In two decades of doing this job, I’ve never witnessed anyone be interviewed by the media for 45 minutes and look like they enjoyed every second of it.

Until Tuesday, that is. When new Mets owner Steve Cohen fielded dozens of questions as gleefully as Keith Hernandez used to vacuum up ground balls. Cohen, dressed Wall Street casual in a half-zip sweater, often responded with a wry smile, as if this was all too good to be true.

And then it hit me, why Cohen was so happy. As a lifelong Mets fan from Great Neck, Cohen was giddy for the same reason everybody watching at home was -- because someone exactly like him bought his favorite team.

"You want us to win the World Series, and so do I," Cohen said during Tuesday’s introductory Zoom conference. "New York fans have high expectations and I want to exceed them. I want an exceptional team. I want a team that’s built to be great every year. I don’t just want to get into the playoffs -- I want a championship."

By then, only a few minutes in, Mets’ diehards around the globe probably stood up and applauded. Or wept with joy. Or dumped ice water on their head, wondering if they were dreaming this whole production.

To have Cohen so shamelessly revel in his Mets fandom, then lay out his vision for the franchise in such transparent, credible terms, was unlike anything we’ve experienced before in Flushing. Did the Wilpons want to win a World Series? Sure. It just never seemed to be the top priority. And the price had to be right.

With Cohen, however, the entire Mets’ narrative has flipped. The broke team now belongs to the richest owner in the sport, worth an estimated $14 billion, who also happens to be one of the smartest hedge-fund titans on the planet. And, though Cohen pledged he wouldn’t throw around cash like a "drunken sailor," he insisted the Mets will be spending as a big-market team should -- but intelligently with an eye toward sustained success, year after year.

"I’m a very motivated, very proactive type of guy," Cohen said. "I just don’t sit back and accept mediocrity. We shouldn’t accept just making it to the playoffs. That’s not good enough. That means we’re going to have to go out and get great players, develop great players, provide them with the resources that they’re going to need in all parts of the organization. That’s what we’re going to do."

And how’s this for motivated? Cohen had no problem setting a conservative timeline of three to five years for a championship. Not merely competing for a title. Having a parade. After what we heard from him Tuesday, I’d take the under. Cohen came off as more than a mega-billionaire Mets’ fan. He finally became three-dimensional, took shape, in putting forth a strategy with new president Sandy Alderson that is committed to transforming the identity of a franchise that has been mostly a punchline for over a half-century.

If Cohen and Alderson are to be believed, from this point forward, saying the "Mets are gonna Met" or describing something as "Metsian" just took on a much different meaning.
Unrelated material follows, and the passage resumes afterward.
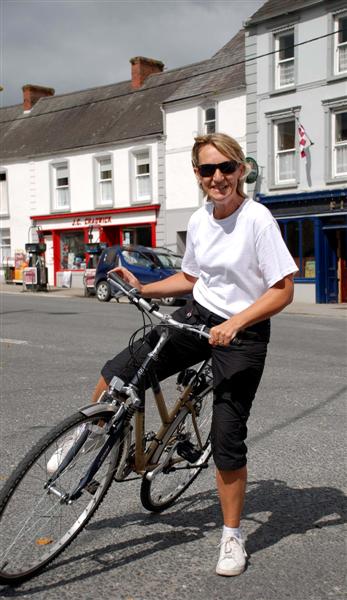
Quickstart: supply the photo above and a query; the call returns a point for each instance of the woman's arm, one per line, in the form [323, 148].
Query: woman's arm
[270, 303]
[176, 285]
Cohen repeatedly emphasized he didn’t buy the team to finish second and Alderson -- who spoke in a relaxed tone we didn’t see as GM under the Wilpons -- spoke as if he was finally free to shed the club’s joker label.

"You don’t change the perception without changing the reality," Alderson said. "They’re not often the same, but you’re not going to have a positive perception for long if the underlying facts just don’t support it. We have to do a lot of things well, and I think Steve is going to go a long way toward changing that narrative — I really do. It’s going to give us some leeway."

Neither Cohen nor Alderson would make comparisons between their plans and how the Mets were run by the Wilpons. But they didn’t need to. We’re all very familiar with what went down in Flushing before Cohen’s arrival. The future could not be more different, and Alderson -- handcuffed by finances during his previous Mets’ stint -- did take the opportunity to highlight one significant upgrade.

"I don't want to create the impression that we're just going to go out and sign a bunch of players," Alderson said. "But I think we now can emphasize the acquisition rather than the cost. Does that make sense?"

Crystal clear, actually. And Alderson, refocused on the goal of making the Mets an "iconic" franchise, thinks that others want to be part of this Cohen-spurred movement in Flushing, too.

"The Mets have become a very attractive landing place," Alderson said. "That’s true across the board. Suddenly, overnight, people are interested in working for the Mets within the game who perhaps were not before. I think players are interested in the Mets for reasons they might not have been before."

It’s the same reason Alderson returned, and why people found themselves cheering a TV news conference Tuesday with the same celebratory fervor as a Mets walk-off homer. That reason is Steve Cohen.